In societies that are becoming more open, more and more of these crimes are getting reported. In these societies where women are going to work out of the house, we see more of these crimes occurring in the streets, malls, buses, and taxis. The conservative response to all of this has been “the place of the woman belongs in the house”. Yet in those same conservative societies sexual abuse of women by family members is rampant. Many a women talk in whispers that this happens to “almost half the women”. But in these societies such truth barely, if ever, comes out. And the rare instances when it does come out, the girl is found dead in mysterious circumstances.

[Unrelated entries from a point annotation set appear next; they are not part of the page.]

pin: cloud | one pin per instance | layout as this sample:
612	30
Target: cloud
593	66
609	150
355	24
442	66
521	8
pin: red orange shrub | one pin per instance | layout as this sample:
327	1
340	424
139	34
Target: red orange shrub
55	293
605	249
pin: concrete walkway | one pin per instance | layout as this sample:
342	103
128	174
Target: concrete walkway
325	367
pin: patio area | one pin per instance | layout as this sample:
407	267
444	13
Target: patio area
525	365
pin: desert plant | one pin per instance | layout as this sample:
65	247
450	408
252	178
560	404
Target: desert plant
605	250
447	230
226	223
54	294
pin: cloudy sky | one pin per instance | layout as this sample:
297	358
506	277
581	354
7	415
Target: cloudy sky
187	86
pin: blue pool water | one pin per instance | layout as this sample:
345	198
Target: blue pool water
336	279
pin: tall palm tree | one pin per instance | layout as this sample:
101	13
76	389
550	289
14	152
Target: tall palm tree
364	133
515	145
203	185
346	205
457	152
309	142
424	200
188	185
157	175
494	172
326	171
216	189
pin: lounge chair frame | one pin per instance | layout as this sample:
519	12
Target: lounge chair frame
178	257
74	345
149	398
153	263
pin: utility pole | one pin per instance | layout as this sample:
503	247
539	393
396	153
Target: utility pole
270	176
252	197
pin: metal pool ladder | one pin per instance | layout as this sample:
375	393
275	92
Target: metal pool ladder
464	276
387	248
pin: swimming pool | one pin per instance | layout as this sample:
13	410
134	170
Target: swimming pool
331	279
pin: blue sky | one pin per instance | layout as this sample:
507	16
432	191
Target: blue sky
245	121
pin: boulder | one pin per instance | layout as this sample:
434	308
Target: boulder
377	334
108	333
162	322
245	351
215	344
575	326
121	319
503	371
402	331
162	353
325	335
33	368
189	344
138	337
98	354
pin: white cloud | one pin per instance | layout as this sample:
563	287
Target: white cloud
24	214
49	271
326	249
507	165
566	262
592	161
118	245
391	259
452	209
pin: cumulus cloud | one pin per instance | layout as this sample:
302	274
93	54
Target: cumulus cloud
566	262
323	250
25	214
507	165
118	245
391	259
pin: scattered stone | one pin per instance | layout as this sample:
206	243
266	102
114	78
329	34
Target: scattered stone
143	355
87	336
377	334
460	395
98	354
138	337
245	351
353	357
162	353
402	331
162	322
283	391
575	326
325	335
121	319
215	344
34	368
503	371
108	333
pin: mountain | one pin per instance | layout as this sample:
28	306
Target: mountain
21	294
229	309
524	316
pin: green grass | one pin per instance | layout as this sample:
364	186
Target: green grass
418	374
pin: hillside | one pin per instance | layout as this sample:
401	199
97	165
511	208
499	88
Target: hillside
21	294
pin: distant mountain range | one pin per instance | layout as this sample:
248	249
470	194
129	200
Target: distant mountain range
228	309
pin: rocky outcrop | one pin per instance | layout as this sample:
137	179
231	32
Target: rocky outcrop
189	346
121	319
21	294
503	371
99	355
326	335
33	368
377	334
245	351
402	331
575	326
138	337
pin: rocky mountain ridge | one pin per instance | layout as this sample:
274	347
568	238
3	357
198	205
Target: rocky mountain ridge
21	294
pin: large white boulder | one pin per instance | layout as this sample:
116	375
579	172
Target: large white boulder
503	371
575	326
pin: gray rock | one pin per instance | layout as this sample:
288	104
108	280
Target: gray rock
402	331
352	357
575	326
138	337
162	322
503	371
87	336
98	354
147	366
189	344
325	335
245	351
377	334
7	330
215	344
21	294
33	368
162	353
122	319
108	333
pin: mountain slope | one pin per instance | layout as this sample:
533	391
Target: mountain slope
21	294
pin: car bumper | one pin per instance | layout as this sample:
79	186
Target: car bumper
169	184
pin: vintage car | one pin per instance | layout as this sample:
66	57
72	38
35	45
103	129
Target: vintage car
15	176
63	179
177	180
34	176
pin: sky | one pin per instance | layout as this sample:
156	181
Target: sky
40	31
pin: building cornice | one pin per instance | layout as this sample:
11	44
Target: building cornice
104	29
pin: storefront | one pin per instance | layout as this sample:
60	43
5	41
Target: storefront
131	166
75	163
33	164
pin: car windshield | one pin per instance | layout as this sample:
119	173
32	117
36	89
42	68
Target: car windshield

We ask what can we do to stop this violence against women? Maybe the first thing we should analyze is how do we treat women in our culture. We should look at how we treat our wives and daughters. We should look at the images of women we portray to our sons. Do we treat our women like fellow and equal human beings? Or do we treat her as some object or property who is not allowed to talk to men till after marriage. What message does that send to these young men? Their only idea of women is someone they don’t know, don’t understand and someone they can only have after marriage who will bear their babies. We can make laws that prescribe capital punishment for rapists. We can put more policemen in the streets. We can lock up our women. But this will only transfer this crime to inside the house like in some societies or just hide it under the carpet. Maybe we should take a deep, hard look into ourselves and just ask – “do we treat our daughters the way we treat our sons, or do we treat her as someone we have to protect and “save” for her husband and in-laws?”. Do we treat her as an equal human being, or do we treat her at a “step below men”?